Nand Persaud provides credit facilities to farmers for expanded production

By Andrew Carmichael

Over the past decade, one rice miller has been assisting rice farmers to expand by making credit facilities available to them.

Rice farmer Roshnie Rupert

Currently, some 62,000 acres of rice land is under cultivation in Region Six (East Berbice-Corentyne) by some 600 farmers.
According to the Chief Executive Officer (CEO) of Nand Persaud and Company Ltd, Mohindra Persaud, he has interviewed many rice farmers who say they are willing to expand production by 20 per cent. This would mean another 12,000 acres under rice cultivation, thus creating hundreds of jobs.
Nand Persaud Group of Companies has, over the past decade, been assisting with the expansion of the rice industry by helping farmers to clear the bush and put in drainage and irrigation facilities.
On such person, Mahase Rupert, a 36-year-old rice farmer, who has close to 1000 acres under cultivation, had faced numerous problems cultivating rice in the backlands of Port Mourant.

Vacant lands which can be converted for rice cultivation

He and his wife, Roshnie Rupert, cultivated 740 acres six miles off the Corentyne Highway at Follow Up.
“This land was sheer bush and with the help from Nand Persaud and Company, we clean out all the bush and start to plant rice and fix the trench and make the dams,” Rupert explained, noting that prior to having a dam leading to the back of East Canje, he had to truck his paddy out to the Corentyne Highway at Port Mourant using Guyana Sugar Corporation (GuySuCo) cultivation area dams.
This posed several challenges since the three-mile journey was along an earthen road with several high bridges, which cane punts pass under.
In addition to that, on some occasions, they were forbidden to use GuySuCo’s roads.

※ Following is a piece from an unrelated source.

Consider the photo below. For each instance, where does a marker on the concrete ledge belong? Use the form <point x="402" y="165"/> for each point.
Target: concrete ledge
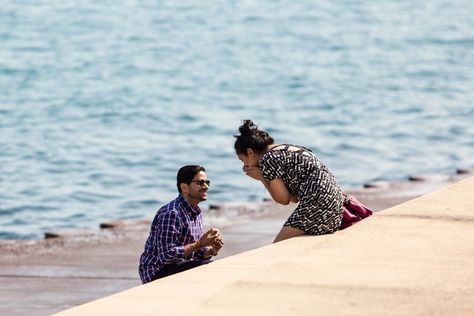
<point x="415" y="258"/>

The access road made by Roshnie Rupert and her husband Mahase Rupert

“When the rain fall, GuySuCo don’t give us a pass because they don’t want anyone to drive on the dam when it wet.”
His wife further explained other financial implications of having to use GuySuCo’s roads to transport their paddy.
“This dam benefits us a lot to get into and out of the backdam. Taking our produce out is a very important part of our operations. This is the main access to where we are making out living. We have to pay $5000 for one truck to use the estate road. So, with this dam we get our benefits because we don’t pay an access fee here,” she pointed out.
The dam which was built by the rice miller takes an average of seventy truckloads of rice per crop.
The Ruperts would have had to pay about $350,000 to GuySuCo just to get the paddy on the road. In addition, the three-mile journey was risky given the steep turns and high bridges.
“Because the bridges are so high you can get a topple especially when they are full plus we can’t full the truck from the backdam; we have to take it with a grain cart to a distance which is another expense but on this dam, our trucks reach till in the backdam,” Mahase explained.
When it rains during the harvesting season, the rice farmer would have to wait, sometimes for days, before he can get his paddy out. This in turn caused days of downtime since the lorries were forced to park and wait.
The combine in the field and all workers were also forced to wait while production cost kept rising.
The alternative was to use boats to take the paddy out to East Canje and then load it into a lorry. This too proved very costly because it took five boatloads to fill one lorry.
“You have to pay the men to load in the boat then you have to pay them again to take it out and load it in the truck. Is like five times more you have to pay for labour when you use the boat,” Mahase explained.
The farmer said he was forced to take his paddy to the mill using the boat system on many occasions to save downtime and to ensure the paddy gets to the mill in a timely manner.
Paddy with lots of moisture remaining in a bulk could start to germinate quickly because of the heat it generates.
But that is all history now as Persaud approached him and advised that he can add another 440 acres to the 300 he was cultivating at Follow Up.
To get the project underway entailed funding for equipment, the clearing of the land and the installation of the necessary infrastructure.
Currently, Rupert is reaping his second crop from that expansion.
Meanwhile, he no longer has to rely on GuySuCo for irrigation and drainage as he sources water from the Canje River.
Persaud said he has always been encouraging farmers to expand by providing the necessary framework for them to do so.
Funding for such projects is sometimes provided and, on many occasions, the materials needed to expand, which include fertilisers and pesticides, are provided on a loan basis.
Nand Persaud, which is one of the country’s top rice millers, is a conglomerate of companies assisting farmers by offering credit facilities. In fact, the company has also employed an agronomist who goes into the field to collect data which is used in advising farmers at no cost to rice farmers.